Et là, chacun avance ses chiffres. Faites le test, je le fais régulièrement, auprès d'amis, de connaissances ou d'interlocuteurs. Combien y a-t-il de cyclistes tués chaque année à Paris ?  "20" , m'a répondu hier matin, place d'Italie, le responsable d'une société de transport.  "500" m'a lâché avant-hier une écrivaine, dans le 5ème arrondissement.  "100"  me disait la semaine dernière un membre de ma famille, à Lyon.  "30" ,  "100" ,  "1000" , m'annonçaient le lundi précédent des étudiants de l'Université d'Aix-en-Provence où j'étais allé délivrer un cours.

 

IMG 3620-300x225Tout faux.   La bonne réponse est : "entre 0 et 6" . Parmi les journaux relatant l'accident mortel de jeudi,  seul Libération   a eu l'idée de rappeler que "ce genre d'accidents est assez rare dans la capitale" . En 2008, comme la préfecture de Police de Paris l'a indiqué jeudi dans un communiqué à l'AFP, 5 cyclistes ont trouvé la mort. Ils étaient 6 en 2009 et 2 en 2010. C'est trois fois moins que le nombre de piétons tués et que le nombre de motards décédés, environ 18 pour chacune de ces catégories. En 2011, enfin, il n'y a eu aucun cycliste tué à Paris, indiquent, de concert, la  Fédération des usagers de la bicyclette   (FUB) et la Préfecture de police. En 2012, on en compte en revanche déjà plusieurs, dont celui de ce jeudi, mais la police dit   "ne pas disposer encore de statistiques" . Un dernier chiffre : en France, on compte chaque année environ 150 cyclistes tués sur la route, sur environ  3900 victimes. 85% de ces personnes sont fauchées sur les routes de campagne par des conducteurs qui, probablement ne les ont "pas vus". C'est ce qui est arrivé dimanche 7 octobre, en Savoie, à  Gilles Boisvert, militant du vélo, tué par le conducteur d'une Porsche qui ne maîtrisait pas son véhicule.

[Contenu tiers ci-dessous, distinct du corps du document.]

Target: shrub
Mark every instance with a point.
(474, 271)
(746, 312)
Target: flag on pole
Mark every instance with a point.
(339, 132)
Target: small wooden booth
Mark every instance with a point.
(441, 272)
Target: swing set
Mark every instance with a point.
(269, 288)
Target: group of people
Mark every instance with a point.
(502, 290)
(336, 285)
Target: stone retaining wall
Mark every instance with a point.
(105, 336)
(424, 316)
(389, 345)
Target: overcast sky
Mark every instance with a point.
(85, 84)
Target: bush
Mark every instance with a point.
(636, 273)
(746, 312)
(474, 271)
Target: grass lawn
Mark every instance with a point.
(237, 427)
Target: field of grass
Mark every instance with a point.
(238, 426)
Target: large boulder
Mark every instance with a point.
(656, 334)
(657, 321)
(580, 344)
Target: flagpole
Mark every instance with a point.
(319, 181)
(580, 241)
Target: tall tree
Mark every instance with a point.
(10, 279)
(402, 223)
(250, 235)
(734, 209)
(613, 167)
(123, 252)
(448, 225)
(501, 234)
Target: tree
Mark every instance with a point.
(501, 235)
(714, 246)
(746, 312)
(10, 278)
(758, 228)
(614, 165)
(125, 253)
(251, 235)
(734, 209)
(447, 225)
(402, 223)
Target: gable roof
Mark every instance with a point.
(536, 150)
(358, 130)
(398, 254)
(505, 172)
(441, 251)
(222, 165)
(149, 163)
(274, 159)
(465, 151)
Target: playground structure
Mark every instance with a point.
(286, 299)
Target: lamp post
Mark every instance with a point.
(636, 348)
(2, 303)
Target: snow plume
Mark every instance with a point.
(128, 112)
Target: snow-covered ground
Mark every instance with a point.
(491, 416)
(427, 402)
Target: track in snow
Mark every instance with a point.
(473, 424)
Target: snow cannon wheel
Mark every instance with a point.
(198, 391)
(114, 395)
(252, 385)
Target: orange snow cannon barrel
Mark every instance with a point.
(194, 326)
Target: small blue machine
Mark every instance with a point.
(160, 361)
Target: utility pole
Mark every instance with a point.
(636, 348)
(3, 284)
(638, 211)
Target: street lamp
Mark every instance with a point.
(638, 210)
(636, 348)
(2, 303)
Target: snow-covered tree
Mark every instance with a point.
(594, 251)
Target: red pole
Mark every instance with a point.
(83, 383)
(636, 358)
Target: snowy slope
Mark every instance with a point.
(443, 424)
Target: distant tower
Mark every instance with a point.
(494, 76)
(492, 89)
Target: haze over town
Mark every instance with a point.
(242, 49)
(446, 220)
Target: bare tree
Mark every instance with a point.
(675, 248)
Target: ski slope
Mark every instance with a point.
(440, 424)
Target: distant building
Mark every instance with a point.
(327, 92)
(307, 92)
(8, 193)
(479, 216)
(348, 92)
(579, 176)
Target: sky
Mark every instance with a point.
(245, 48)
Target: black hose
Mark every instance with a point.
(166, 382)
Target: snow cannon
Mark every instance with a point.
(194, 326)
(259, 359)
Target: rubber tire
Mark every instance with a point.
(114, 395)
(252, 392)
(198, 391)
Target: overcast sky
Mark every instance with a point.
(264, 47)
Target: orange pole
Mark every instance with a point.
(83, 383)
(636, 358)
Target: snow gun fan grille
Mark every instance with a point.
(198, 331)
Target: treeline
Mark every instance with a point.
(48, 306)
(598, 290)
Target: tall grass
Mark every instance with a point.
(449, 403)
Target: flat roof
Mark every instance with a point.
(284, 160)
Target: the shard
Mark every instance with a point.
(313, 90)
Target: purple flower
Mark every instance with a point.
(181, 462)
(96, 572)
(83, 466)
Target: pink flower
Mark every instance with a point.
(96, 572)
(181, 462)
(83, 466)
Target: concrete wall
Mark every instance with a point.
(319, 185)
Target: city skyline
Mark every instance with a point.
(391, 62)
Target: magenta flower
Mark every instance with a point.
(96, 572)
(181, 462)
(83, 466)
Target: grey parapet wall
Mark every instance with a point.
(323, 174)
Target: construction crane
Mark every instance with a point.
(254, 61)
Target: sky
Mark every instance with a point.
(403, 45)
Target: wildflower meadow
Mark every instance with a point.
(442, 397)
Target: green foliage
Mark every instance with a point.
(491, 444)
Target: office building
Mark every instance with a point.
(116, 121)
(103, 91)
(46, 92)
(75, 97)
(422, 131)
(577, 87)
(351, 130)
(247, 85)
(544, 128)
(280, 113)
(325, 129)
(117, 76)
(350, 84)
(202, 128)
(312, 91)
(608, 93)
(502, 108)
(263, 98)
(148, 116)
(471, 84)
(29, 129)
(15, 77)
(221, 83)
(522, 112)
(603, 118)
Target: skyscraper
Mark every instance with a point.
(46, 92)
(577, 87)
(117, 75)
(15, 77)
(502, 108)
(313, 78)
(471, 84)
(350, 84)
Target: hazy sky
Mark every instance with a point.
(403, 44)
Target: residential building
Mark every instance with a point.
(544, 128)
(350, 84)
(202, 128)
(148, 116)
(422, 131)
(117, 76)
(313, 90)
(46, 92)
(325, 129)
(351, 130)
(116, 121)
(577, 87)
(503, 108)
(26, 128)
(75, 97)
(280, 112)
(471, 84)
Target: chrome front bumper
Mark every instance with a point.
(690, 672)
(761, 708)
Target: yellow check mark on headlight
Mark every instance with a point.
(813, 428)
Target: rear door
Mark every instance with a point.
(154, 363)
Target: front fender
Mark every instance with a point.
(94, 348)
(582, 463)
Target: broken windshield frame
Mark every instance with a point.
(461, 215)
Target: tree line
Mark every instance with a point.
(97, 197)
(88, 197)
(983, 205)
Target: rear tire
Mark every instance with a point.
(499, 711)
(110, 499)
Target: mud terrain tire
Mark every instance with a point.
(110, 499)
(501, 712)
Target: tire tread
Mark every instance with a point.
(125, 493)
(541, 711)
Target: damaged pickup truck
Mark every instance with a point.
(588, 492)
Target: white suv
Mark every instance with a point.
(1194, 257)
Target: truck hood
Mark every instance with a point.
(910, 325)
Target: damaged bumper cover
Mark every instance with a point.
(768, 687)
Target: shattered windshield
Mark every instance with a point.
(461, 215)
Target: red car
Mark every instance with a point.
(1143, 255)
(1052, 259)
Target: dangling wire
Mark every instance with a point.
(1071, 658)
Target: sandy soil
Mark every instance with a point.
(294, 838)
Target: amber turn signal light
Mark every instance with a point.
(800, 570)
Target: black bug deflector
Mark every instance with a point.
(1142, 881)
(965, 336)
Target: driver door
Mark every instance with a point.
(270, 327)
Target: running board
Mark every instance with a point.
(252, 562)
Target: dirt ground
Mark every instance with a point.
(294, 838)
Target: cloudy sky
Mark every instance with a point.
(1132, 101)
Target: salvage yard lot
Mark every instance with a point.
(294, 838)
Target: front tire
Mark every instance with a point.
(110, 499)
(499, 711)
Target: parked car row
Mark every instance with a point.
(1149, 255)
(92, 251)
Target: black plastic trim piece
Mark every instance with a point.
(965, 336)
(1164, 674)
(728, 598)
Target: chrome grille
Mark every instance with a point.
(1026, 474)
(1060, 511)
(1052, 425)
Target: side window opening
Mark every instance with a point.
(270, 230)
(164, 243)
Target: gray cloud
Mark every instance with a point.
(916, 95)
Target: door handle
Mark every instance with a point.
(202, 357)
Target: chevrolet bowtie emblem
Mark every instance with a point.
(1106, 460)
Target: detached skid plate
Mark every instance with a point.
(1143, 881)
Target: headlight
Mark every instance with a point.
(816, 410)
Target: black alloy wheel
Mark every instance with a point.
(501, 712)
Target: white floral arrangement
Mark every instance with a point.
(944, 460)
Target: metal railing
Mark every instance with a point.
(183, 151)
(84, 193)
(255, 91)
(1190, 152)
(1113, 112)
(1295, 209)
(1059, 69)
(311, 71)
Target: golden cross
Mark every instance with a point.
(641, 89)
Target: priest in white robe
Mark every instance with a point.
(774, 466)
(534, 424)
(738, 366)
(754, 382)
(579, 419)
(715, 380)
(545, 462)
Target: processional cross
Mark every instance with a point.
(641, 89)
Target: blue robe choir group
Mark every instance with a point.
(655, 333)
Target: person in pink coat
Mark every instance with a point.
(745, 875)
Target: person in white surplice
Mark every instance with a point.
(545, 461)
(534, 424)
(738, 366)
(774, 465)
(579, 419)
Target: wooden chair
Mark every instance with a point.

Cette comptabilité macabre n'enlève rien à la douleur provoquée par le drame d'hier et celui de dimanche dernier. Mais elle permet de relativiser amplement le propos de ceux qui proclament partout que "le vélo en ville, c'est très dangereux" et aimeraient réserver la voirie aux seuls véhicules motorisés. Qui, évidemment, ne sont pas du tout dangereux...
 
 
 
NB2 : en fait, pour accroître son espérance de vie, il vaut mieux faire régulièrement du vélo que ne pas en faire. "Ne pas faire de vélo, c’est dangereux pour la santé".
 
Pour en finir avec les idées reçues, suite. 13 octobre, 14h30. Je lis dans les commentaires que l'argumentation serait "malhonnête", qu'il faudrait prendre en compte le nombre de blessés. Banco. En 2009, à Paris, les 6 cyclistes tués (c'est le maximum depuis au moins 5 ans) représentaient 13,6% des personnes décédées dans la circulation. 552 cyclistes étaient blessés cette année-là, soit 6,5% du total des blessés. Et parmi eux, 40 avaient subi des blessures graves, soit 5,5% du total des blessés graves. A titre de comparaison, les personnes circulant sur les deux-roues motorisés constituaient respectivement 43,2% des tués (19), 53,8% des blessés (4539) et 55,4% (400) des blessés graves. Le danger est donc surtout dans les têtes.